Glossary
Chilli
Chillies were first grown in South America, their individual temperatures can range from one to ten on the chilli heat scale and each variety has its own distinct flavour and uses. Dried and smoked chillies also take on a very different taste from the fresh variety and are used in very different ways. As a general rule, the smaller the chilli, the hotter it will be. Red chillies are simply green chillies which have been left to ripen. Green chillies are more peppery and the red have a slightly sweeter heat. If you prefer a milder flavour, keep them whole and remove before serving or remove the seeds and membranes before chopping. There are several chilli varieties now being grown in Australia.

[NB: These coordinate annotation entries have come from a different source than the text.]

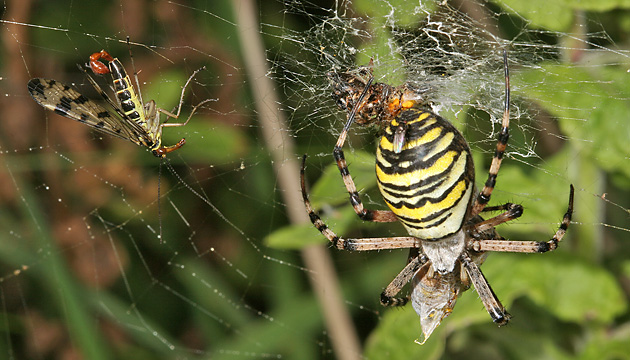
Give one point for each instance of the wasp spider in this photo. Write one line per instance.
(425, 173)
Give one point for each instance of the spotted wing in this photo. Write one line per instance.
(65, 101)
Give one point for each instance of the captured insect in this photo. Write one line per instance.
(425, 173)
(131, 119)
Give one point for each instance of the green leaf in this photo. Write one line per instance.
(571, 289)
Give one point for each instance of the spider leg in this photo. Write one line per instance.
(512, 212)
(388, 296)
(361, 244)
(490, 301)
(528, 246)
(484, 196)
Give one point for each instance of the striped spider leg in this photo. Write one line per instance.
(425, 174)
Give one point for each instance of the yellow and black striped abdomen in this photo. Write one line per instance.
(428, 182)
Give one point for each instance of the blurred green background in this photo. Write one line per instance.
(85, 274)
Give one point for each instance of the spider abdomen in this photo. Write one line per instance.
(428, 179)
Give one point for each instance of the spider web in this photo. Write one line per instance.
(95, 264)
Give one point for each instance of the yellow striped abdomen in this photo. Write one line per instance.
(428, 184)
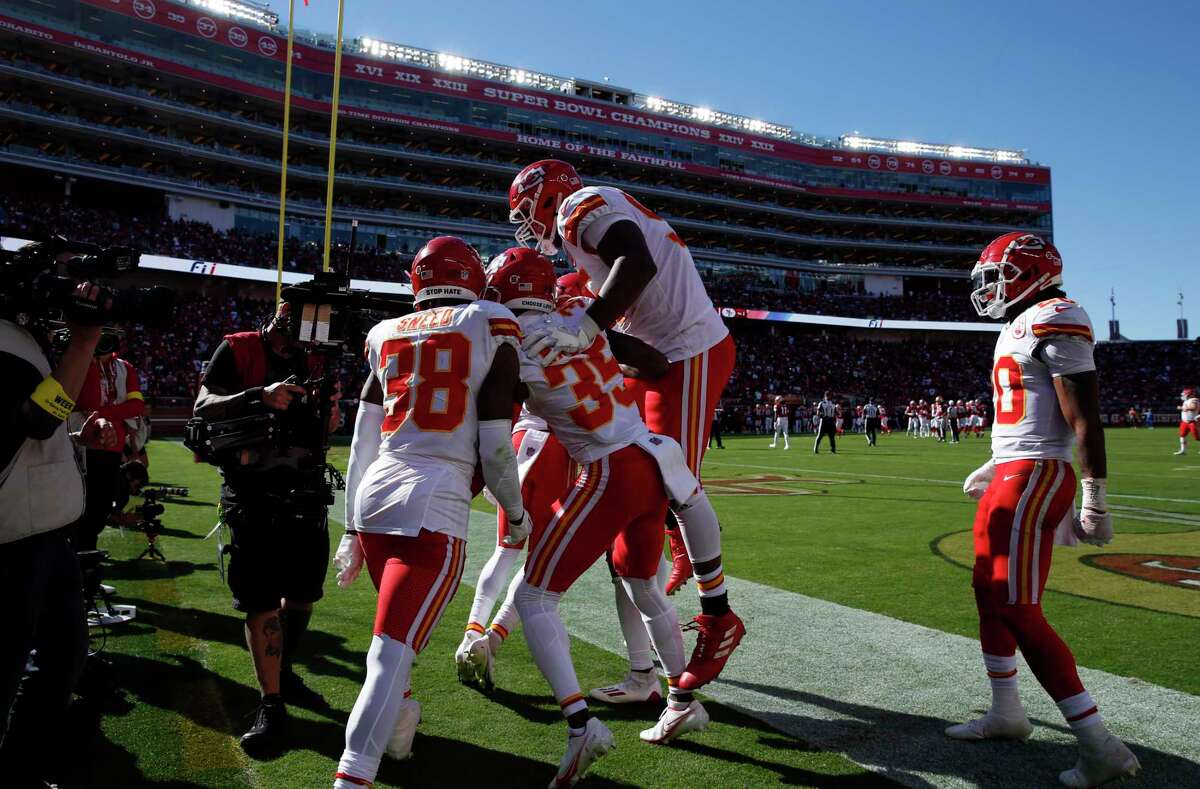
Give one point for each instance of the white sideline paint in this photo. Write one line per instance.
(881, 691)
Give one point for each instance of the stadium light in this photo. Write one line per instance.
(243, 10)
(460, 65)
(910, 148)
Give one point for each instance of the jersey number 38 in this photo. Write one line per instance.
(427, 381)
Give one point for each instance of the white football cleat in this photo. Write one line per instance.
(462, 657)
(993, 727)
(581, 752)
(481, 661)
(673, 723)
(1099, 764)
(400, 745)
(635, 688)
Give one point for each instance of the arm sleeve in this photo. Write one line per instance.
(364, 451)
(1066, 355)
(19, 417)
(220, 396)
(499, 464)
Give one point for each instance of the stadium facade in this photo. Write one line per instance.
(185, 100)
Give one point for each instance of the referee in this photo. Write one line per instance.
(871, 416)
(826, 411)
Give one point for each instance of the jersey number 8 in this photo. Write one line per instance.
(427, 380)
(1009, 391)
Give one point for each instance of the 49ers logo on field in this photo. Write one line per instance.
(1161, 568)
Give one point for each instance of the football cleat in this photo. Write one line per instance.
(462, 657)
(993, 726)
(635, 688)
(400, 745)
(581, 751)
(1099, 764)
(681, 565)
(717, 637)
(673, 723)
(483, 662)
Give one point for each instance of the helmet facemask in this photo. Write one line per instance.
(531, 232)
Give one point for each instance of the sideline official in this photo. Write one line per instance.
(273, 503)
(827, 413)
(41, 494)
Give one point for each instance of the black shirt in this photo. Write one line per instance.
(273, 470)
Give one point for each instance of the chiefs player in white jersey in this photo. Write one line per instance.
(629, 476)
(438, 399)
(1047, 401)
(1189, 408)
(643, 275)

Imported dried, canned and smoked chillies are also sold here, mainly in gourmet and fine food stores. Chilli is an essential ingredient in many cuisines including Indian, Thai, Singaporean, Mauritian, Malaysian, Korean, Sri Lankan, Mexican, Pakistani and Vietnamese. Thai Some of the most popular are a long dried red chilli which is soaked in water for about 5 minutes before using. It's not too spicy and is used more for colour. A smaller dried red chilli which is quite hot (second hottest) is usually added because of the heat. Also there are fresh chillies including Thai scud chilli which is very hot and another called Prik Ki Nu (translated as 'Rat Poo') because of its shape. Singaporean Large or small, but usually red, chillies are an integral ingredient of most dishes, especially Singaporean chilli crab. Mauritian Green or red, but mainly large, chillies are eaten from a young age in Mauritius. A common snack crushes them with salt to sprinkle over slivered, crunchy green mango. Mexican Chillies are the main flavouring ingredient in Mexican food. Both fresh and dried forms are used. Most dried chillies need the stem and seeds removed and are then placed into warm oil until they change colour, then simmered in hot water for 10 minutes.